A month after he had bought the club for a quid I was satisfied that this was going to be a train wreck.
I didn’t have all of the details, but I was satisfied that Mr Whyte was no billionaire and no Rangers supporter.
I sketched out a possible game plan and, mindful of his litigious nature, cloaked it in satire.
Now the club, in administration, is about to have a new owner.
I have no idea who Mr Bill Miller is or what he is about.
I don’t know what his business background is, nor do I have any clue why he would want to buy that basket case of a football club.
One year on it is fair to say that the mainstream media in Scotland got the Craig Whyte story stunningly wrong.
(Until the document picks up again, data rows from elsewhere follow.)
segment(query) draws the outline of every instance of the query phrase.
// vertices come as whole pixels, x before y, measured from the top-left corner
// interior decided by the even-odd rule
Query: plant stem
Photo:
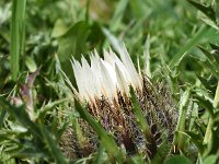
[[[215,94],[215,98],[214,98],[214,103],[212,103],[214,108],[216,108],[218,106],[218,104],[219,104],[219,81],[218,81],[218,85],[217,85],[217,89],[216,89],[216,94]],[[207,129],[206,129],[204,143],[208,143],[210,141],[210,138],[211,138],[211,125],[212,125],[212,118],[210,117],[209,121],[208,121]]]

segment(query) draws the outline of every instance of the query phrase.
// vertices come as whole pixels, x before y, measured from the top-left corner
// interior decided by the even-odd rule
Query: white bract
[[[110,101],[117,99],[117,92],[129,95],[129,86],[142,89],[141,75],[125,48],[119,52],[120,59],[112,49],[104,50],[104,59],[96,51],[91,54],[91,65],[84,57],[81,63],[72,58],[72,68],[78,85],[78,95],[81,101],[91,101],[105,96]]]

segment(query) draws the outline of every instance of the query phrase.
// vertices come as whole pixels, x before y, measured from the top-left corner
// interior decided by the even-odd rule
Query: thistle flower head
[[[93,102],[102,96],[110,101],[117,99],[117,92],[129,94],[129,86],[142,90],[142,80],[136,71],[127,49],[120,50],[120,59],[110,49],[104,50],[104,59],[96,51],[91,54],[91,65],[84,57],[79,61],[72,59],[79,96],[81,101]]]
[[[110,49],[104,50],[102,59],[94,50],[90,61],[84,57],[81,62],[71,61],[78,85],[76,94],[81,103],[88,103],[89,113],[113,134],[116,143],[129,154],[146,152],[148,157],[157,153],[162,141],[171,143],[177,115],[166,87],[160,83],[152,85],[146,75],[137,72],[125,46],[119,57]],[[134,113],[130,86],[140,107],[141,120],[149,127],[147,131],[140,128]],[[97,137],[87,122],[81,121],[80,125],[90,145],[77,145],[77,149],[89,154],[88,150],[97,148]]]

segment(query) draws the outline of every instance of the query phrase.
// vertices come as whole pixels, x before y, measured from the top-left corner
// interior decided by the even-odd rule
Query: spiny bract
[[[177,114],[168,87],[162,83],[152,84],[147,75],[137,72],[125,46],[119,56],[120,59],[110,49],[104,50],[104,59],[96,51],[91,54],[90,65],[84,57],[81,63],[72,59],[78,85],[76,95],[81,103],[87,103],[89,113],[128,154],[143,153],[146,159],[151,159],[162,142],[172,143]],[[132,112],[130,86],[138,98],[145,121],[150,127],[148,137],[139,128]],[[74,145],[65,144],[64,139],[62,149],[65,145],[72,147],[72,153],[85,156],[96,150],[99,142],[85,121],[80,120],[80,126],[88,142],[80,145],[76,143],[74,136],[71,142]]]

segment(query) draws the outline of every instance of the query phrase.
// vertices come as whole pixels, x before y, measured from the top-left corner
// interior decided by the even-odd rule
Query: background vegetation
[[[217,0],[1,0],[0,162],[68,163],[59,142],[69,127],[79,130],[80,116],[62,71],[76,85],[71,56],[125,43],[142,72],[168,82],[177,106],[177,154],[164,161],[217,163],[218,32]],[[72,159],[108,161],[104,148]],[[143,163],[138,155],[129,162]]]

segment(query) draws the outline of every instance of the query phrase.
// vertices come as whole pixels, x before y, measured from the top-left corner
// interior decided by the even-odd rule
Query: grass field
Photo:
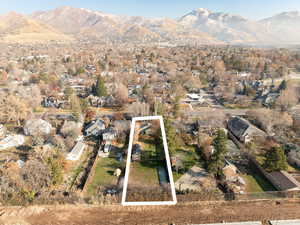
[[[187,172],[195,164],[201,165],[195,152],[195,148],[191,146],[185,146],[182,149],[176,151],[175,154],[183,164],[183,169],[180,172],[173,171],[174,182],[176,182],[185,172]]]
[[[128,186],[159,186],[157,167],[159,162],[132,162]]]
[[[246,181],[246,192],[248,193],[276,191],[272,184],[258,174],[251,173],[242,175],[242,177]]]
[[[120,166],[120,163],[114,158],[99,159],[95,167],[93,180],[87,187],[88,195],[95,194],[99,186],[109,187],[116,185],[118,178],[113,174],[115,169]]]

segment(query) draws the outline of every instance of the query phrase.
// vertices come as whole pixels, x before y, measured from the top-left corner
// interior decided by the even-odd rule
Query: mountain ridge
[[[213,12],[205,8],[194,9],[177,19],[118,16],[71,6],[36,11],[30,15],[16,12],[9,15],[15,17],[12,20],[27,20],[26,23],[18,24],[19,28],[22,25],[27,27],[19,29],[18,32],[28,34],[33,30],[35,31],[31,32],[33,36],[36,33],[48,33],[51,34],[50,37],[55,37],[54,40],[61,36],[61,39],[69,41],[93,39],[174,44],[300,44],[299,11],[282,12],[258,21],[236,14]],[[7,17],[9,16],[0,16],[1,38],[12,35],[3,27],[17,25],[5,19]],[[32,29],[28,28],[28,24],[31,24]],[[38,36],[35,39],[37,38]]]

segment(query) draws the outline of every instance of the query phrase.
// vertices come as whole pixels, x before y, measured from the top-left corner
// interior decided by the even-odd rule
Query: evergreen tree
[[[169,153],[172,156],[176,152],[179,145],[178,136],[176,134],[176,130],[171,124],[170,119],[166,119],[164,125],[165,125]]]
[[[286,156],[281,147],[272,147],[265,154],[264,167],[268,172],[280,171],[287,169]]]
[[[73,88],[71,88],[70,86],[67,86],[64,90],[64,94],[67,99],[70,99],[70,97],[74,94]]]
[[[71,101],[71,111],[75,120],[80,121],[80,117],[82,115],[82,110],[80,106],[80,99],[76,95],[72,95],[70,98]]]
[[[285,90],[286,88],[287,88],[286,80],[283,80],[278,87],[278,91]]]
[[[98,97],[106,96],[107,90],[104,84],[104,80],[101,76],[98,76],[97,83],[95,86],[95,94]]]

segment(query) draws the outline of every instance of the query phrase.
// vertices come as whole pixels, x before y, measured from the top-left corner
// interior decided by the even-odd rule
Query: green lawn
[[[265,191],[276,191],[276,189],[270,184],[264,177],[258,174],[242,175],[245,179],[247,187],[246,192],[256,193]]]
[[[92,182],[87,187],[89,195],[95,194],[99,186],[108,187],[116,185],[118,178],[114,176],[115,169],[119,168],[120,162],[114,158],[101,158],[95,167],[95,174]]]
[[[195,164],[201,165],[193,146],[184,146],[183,148],[176,151],[175,155],[182,160],[183,170],[173,171],[173,179],[176,182],[185,172],[192,168]]]
[[[151,185],[151,187],[159,185],[158,166],[161,166],[161,163],[158,161],[132,162],[128,184]]]

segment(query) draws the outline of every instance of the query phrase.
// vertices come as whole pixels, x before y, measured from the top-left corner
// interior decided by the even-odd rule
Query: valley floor
[[[2,225],[156,225],[299,219],[300,199],[189,202],[175,206],[61,205],[0,207]],[[133,216],[134,215],[134,216]],[[267,224],[267,223],[264,223]]]

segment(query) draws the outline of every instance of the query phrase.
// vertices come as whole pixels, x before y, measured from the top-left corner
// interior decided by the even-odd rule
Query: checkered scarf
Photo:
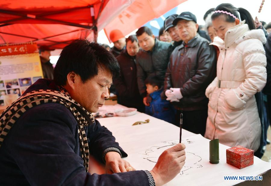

It was a case study in the power of PR and how churnalism is becoming the norm, especially in the tabloids.
When I wrote on June 7th that Mr Whyte might not have the best interests of Rangers at heart the mainstream media were still in love with him.
Throughout that summer I pursued every tip and every rumour about his business background.
In May 2011 I was asked by the BBC to take part in a documentary about the “sectarian” problem in Scotland.
My contribution ended up on the cutting room floor, but I did have useful discussions in the staff canteen at Pacific Quay that there was a story in Craig Whyte.
I told a couple of bright young things in the news side of things that a tsunami of excrement was heading towards Edmiston drive.
When I heard that Mark Daly was working on his docu I allowed myself a smile.
I knew this was beyond the pay grade of the sports people.
There wasn’t any point in trying to get through to them.
Now one year on it is clear that the guys on the sports desks in Glasgow got it stunningly wrong about Mr Whyte.
The questions that they didn’t ask of the Motherwell born billionaire should now be put to Mr Miller of Tennessee.